Председатель К. Попов Секретарь Н. Манцева[358]Вернувшись из Москвы, на институтском заседании Правления 29 декабря 1929 года Шмит сделал информационный доклад о заседании Президиума ГУСа. Прослушав его, Правление постановило составить свою резолюцию и передать ее в Коллегию Наркомпроса и Комиссию ГУСа. В «Резолюции» Институт откликнулся только на второй и третий пункты проекта ГУСа и Главнауки, входившие в компетенцию Института. Причем во втором пункте члены Правления предложили вышестоящим инстанциям не в месячный, а «в двухнедельный срок назначить новый Президиум ГИИИ из 3-х человек». Что касается пункта 3, то он подвергся стилистической правке — пересмотр состава сотрудников и руководителей секций звучал в институтском варианте более кровожадно: «произвести тщательный пересмотр всего личного состава Института на предмет удаления из него всех классово-враждебных элементов»[359].
Между тем Главнаука не спешила с назначением нового Президиума. Ей, похоже, было не до Института: в самом Наркомпросе и его многочисленных подразделениях происходили лавинообразные реорганизации, раскассирования и чистки, заседания, перестановки, отставки. Об Институте вспомнили лишь к 1 февраля 1930 года. Именно этим числом датирована резолюция на приведенном выше втором проекте (о «целесообразности сохранения ГИИИ»). Судя по всему, на «заседании замов» именно этому проекту было отдано предпочтение. 20 января 1930 года заместитель наркома А. С. Бубнова М. С. Эпштейн подписал этот документ и дал распоряжение о его рассылке в различные инстанции: «Лупполу, в Секретариат Главнауки, Раскольникову[360], в Секретариат ГИСа, в Президиум ГУСа и в Комиссию по подготовке научных работников». В Президиуме ГУСа на ней появилась следующая резолюция: «По просьбе т. Луппола отсрочить до организации Ассоциации. Об отсрочке в Колл<егию> послано. 1/И»[361].
Итак, заведующий Главнаукой предложил отсрочить назначение Президиума и дальнейшее реформирование ГИИИ до образования новой ассоциации, о чем было послано уведомление в Коллегию Наркомпроса. Речь идет о названной в пункте № 4 РАНИМХИРК (Российской ассоциации научно-исследовательских институтов материальной, художественной и речевой культуры). Как раз в это время происходило упразднение прежней ассоциации РАНИОН, к ведомству которой относился Институт, и создание этой новой структуры.
Таким образом, реформа Института снова затягивалась.
Тем временем в стране начинает набирать обороты новая кампания, являющаяся частью кадровой политики партии, — по внедрению в сферы управления «выдвиженцев». Еще 9 сентября 1929 года в Институт приходит из СОРАБИСа (Союза работников искусств) бумага, в которой предлагается представить не позднее 15 сентября «список номенклатурных должностей» для выдвиженцев, поскольку «вопрос отбора и выдвижения лучших работников с производства на руководящие посты Советского хозяйства в данный момент, в связи с чисткой Соваппарата от бюрократического вредительского элемента приобретает особенно важное значение»[362].

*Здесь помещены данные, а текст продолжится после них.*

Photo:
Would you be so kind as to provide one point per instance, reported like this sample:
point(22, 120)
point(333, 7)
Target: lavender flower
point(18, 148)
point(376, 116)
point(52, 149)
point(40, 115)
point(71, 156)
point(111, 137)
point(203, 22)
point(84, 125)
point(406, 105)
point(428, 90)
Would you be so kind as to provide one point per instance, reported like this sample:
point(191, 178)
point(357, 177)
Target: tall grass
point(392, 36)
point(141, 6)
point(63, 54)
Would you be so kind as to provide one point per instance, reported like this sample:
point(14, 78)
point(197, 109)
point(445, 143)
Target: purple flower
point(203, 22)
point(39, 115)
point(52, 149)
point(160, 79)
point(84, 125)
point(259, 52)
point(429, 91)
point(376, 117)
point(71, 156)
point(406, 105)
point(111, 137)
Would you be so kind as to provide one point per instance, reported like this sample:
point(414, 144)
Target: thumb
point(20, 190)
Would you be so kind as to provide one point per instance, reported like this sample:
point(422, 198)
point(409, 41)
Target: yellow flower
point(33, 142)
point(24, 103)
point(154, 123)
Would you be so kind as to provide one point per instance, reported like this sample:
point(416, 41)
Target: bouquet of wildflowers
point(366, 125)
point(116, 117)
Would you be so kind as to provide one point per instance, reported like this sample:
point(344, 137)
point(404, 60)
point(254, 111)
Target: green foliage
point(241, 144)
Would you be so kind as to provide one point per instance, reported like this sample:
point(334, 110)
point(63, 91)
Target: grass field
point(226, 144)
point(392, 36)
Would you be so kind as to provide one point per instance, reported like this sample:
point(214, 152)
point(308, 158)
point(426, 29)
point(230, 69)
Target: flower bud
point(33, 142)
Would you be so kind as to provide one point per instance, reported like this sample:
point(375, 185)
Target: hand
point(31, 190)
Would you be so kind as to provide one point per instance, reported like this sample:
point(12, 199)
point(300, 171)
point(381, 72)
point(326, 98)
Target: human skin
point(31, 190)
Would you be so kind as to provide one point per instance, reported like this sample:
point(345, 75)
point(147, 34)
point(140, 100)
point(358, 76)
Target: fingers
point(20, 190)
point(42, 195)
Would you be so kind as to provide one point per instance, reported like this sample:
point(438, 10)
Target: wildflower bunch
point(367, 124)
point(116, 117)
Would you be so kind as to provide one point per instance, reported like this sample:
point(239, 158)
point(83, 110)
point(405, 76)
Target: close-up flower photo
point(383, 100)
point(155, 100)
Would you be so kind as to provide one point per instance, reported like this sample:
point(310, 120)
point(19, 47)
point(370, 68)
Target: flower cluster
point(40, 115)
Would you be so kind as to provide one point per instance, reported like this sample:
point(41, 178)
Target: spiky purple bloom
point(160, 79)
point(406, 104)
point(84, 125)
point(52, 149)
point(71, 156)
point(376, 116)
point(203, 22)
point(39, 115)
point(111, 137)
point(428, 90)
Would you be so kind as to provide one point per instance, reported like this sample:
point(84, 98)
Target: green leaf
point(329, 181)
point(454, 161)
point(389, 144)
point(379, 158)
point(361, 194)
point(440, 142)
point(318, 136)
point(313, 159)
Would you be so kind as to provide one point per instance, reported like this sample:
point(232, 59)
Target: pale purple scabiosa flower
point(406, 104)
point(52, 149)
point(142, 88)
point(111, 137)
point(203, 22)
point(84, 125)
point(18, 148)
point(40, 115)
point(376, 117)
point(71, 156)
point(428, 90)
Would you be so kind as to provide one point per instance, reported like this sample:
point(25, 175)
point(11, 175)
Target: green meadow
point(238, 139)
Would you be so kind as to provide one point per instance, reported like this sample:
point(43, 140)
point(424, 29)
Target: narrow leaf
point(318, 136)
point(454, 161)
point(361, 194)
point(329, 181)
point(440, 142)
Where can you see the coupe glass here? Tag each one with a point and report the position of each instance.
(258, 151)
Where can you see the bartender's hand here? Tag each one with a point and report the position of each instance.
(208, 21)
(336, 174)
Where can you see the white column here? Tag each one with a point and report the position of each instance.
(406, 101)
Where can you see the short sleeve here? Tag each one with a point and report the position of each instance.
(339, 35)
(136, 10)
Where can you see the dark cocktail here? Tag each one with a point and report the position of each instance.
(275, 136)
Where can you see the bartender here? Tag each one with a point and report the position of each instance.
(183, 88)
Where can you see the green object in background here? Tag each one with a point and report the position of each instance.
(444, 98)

В начале осени претворять в жизнь эту установку Институт не был готов, вероятно, еще и потому, что только что произошли перестановки, и никто из нового Правления не собирался уступать «выдвиженцу» свое кресло. Еще не случилась отставка директора — он пока был в отпуске. Во всяком случае, в ответ на следующую директиву месткома от 28 сентября 1929 года (о закреплении определенных должностей за выдвиженцами) заседание Правления (от 2 октября 1929 года) постановило: «Ввиду того, что все руководящие должности в ГИИИ, как научном учреждении, требуют специальной научно-художественной квалификации, считать, что по Институту выдвиженцами могут быть замещены только должность заведующего Канцелярией и заведующего хозяйством, как не требующих специальной научной квалификации»[363].